How to Split Step Squash

You may have heard from fellow squash players or coaches about the need to do the split step to reach the ball in time to play an attacking shot.

There are lots of good videos on youtube that explain how to do a split step in squash. In this article we will understand why we need to split, how to do it correctly, and how to train for it.

The split step: Move faster in the squash court

As squash is a high intensity sport that requires quick reactions and agility, the split step was developed as a footwork technique that improves movement around a squash court.

The objective is to maximize your speed around the court while applying minimum energy.

When doing the split step, you are trying to propel yourself towards the ball and taking the first step the moment your opponent hits the ball.

How to do the split step

A split step involves a small hop and landing on the foot that will push you in the direction you want to go.

Say, if you want you reach the front right corner from the T position, you will take a small jump and land on either your left or right foot. The foot you land on will then launch you towards the front right corner as you lunge into your shot.

This small hop and land trick makes court movement faster and efficient, allowing you to retrieve any shot your opponent plays. Professionals have spent years perfecting the split step in order to land on the correct foot and step into their shot effortlessly every single time. The key to timing the split step involves watching, timing, and exploding off the T.

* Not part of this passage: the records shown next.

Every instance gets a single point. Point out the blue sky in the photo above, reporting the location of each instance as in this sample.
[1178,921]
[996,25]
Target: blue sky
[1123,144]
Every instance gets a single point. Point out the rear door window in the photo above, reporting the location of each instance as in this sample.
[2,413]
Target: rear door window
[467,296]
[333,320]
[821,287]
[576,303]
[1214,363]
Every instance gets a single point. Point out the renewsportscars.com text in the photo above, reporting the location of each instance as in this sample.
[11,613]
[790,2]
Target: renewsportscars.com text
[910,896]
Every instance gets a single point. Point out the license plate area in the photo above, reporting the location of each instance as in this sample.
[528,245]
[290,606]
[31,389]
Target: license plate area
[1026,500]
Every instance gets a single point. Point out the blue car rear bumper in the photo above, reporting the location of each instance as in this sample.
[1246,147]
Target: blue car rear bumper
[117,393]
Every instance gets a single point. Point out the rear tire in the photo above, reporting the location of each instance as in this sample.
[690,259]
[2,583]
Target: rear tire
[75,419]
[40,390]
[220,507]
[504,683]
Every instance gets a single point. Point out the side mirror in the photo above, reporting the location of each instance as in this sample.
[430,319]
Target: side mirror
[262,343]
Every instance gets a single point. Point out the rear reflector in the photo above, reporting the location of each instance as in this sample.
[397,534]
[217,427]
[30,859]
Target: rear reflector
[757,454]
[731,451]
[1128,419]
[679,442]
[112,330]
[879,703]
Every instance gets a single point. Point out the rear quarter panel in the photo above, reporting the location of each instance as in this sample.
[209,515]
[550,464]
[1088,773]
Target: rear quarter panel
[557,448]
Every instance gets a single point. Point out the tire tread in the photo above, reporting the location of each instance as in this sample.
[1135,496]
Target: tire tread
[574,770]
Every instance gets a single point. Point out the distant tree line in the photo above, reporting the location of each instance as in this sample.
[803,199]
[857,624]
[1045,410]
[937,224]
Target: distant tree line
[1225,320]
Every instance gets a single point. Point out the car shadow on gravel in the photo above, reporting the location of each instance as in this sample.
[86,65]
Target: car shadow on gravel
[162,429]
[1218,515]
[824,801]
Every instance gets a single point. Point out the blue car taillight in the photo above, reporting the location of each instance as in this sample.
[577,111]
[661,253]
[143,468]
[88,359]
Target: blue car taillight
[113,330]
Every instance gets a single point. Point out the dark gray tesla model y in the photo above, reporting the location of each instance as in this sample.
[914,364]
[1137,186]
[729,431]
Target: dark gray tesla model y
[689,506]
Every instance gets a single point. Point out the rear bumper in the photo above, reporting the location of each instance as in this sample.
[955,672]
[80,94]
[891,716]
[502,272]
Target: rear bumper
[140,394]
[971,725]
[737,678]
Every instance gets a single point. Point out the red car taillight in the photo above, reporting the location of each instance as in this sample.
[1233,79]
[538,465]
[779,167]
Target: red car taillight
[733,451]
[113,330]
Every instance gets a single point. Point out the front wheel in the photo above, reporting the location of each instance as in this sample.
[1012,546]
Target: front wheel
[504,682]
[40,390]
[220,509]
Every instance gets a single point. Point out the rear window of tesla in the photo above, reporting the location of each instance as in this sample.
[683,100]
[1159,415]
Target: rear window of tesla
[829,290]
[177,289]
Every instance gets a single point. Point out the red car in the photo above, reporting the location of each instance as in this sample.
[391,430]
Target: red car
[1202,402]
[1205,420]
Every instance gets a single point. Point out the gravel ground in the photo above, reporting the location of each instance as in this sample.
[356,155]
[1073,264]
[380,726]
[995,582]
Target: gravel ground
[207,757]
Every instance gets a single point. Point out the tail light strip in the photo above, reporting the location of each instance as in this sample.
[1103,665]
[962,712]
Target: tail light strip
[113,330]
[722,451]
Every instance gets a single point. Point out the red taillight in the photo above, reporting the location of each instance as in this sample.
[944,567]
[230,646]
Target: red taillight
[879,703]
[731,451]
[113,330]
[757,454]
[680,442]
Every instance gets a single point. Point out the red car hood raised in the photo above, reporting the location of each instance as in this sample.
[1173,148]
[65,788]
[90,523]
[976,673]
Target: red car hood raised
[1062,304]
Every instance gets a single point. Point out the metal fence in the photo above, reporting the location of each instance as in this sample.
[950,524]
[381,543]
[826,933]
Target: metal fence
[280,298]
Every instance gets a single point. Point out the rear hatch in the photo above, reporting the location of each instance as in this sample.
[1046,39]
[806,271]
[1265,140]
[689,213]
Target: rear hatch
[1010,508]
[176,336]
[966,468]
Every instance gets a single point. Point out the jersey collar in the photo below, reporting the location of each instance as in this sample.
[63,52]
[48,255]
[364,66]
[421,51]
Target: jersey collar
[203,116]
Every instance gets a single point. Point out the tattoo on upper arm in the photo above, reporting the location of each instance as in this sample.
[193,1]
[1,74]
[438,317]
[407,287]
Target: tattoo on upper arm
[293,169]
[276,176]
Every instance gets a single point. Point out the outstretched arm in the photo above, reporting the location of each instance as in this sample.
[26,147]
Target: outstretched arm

Watching your opponents shot

You have played your shot and have returned back to the T. Now you must observe your opponent carefully for what shot they are about to play. Dont look at the ball, and dont look at your opponents face. Your eyes should be fixed on their racket.

Watching your opponents racket tells you 2 things:

1. When the shot is going to be hit.

2. Whether its a drive, drop, cross, or boast.

If you time your jump correctly, you can land on the correct foot and get a head start towards the ball that you Judged from your opponents downswing.

Timing the Jump

When watching for when your opponent is going to hit the ball, you should make the jump just when your opponent is starting their downswing. Jumping too early or too late would greatly hinder your movement. This is why many players hold their shot so that the opponent mistimes their split step.

Split step Landing

You should land either on your left foot or right foot, depending which foot you want to push off from. If you are going to your left , then you should land on your right foot.

You should also try to consistently land on your toes instead of your heel so that you remain light and float on the court.

Practicing the split step

The split step takes time to make it a natural part of your game. At first you will have to make a conscious effort to watch the racket, jump, and land on the correct foot. But with practice you wont have to think about it.

For practice, keep the split step in mind during drills, focusing on timing.

The other part of split step training is using an agility ladder. Doing different stepping patterns on an agility ladder will help condition your legs to quick lateral movements as we do when split stepping.

Using a jump rope is another way you can strengthen your calves to become quicker and efficient on court.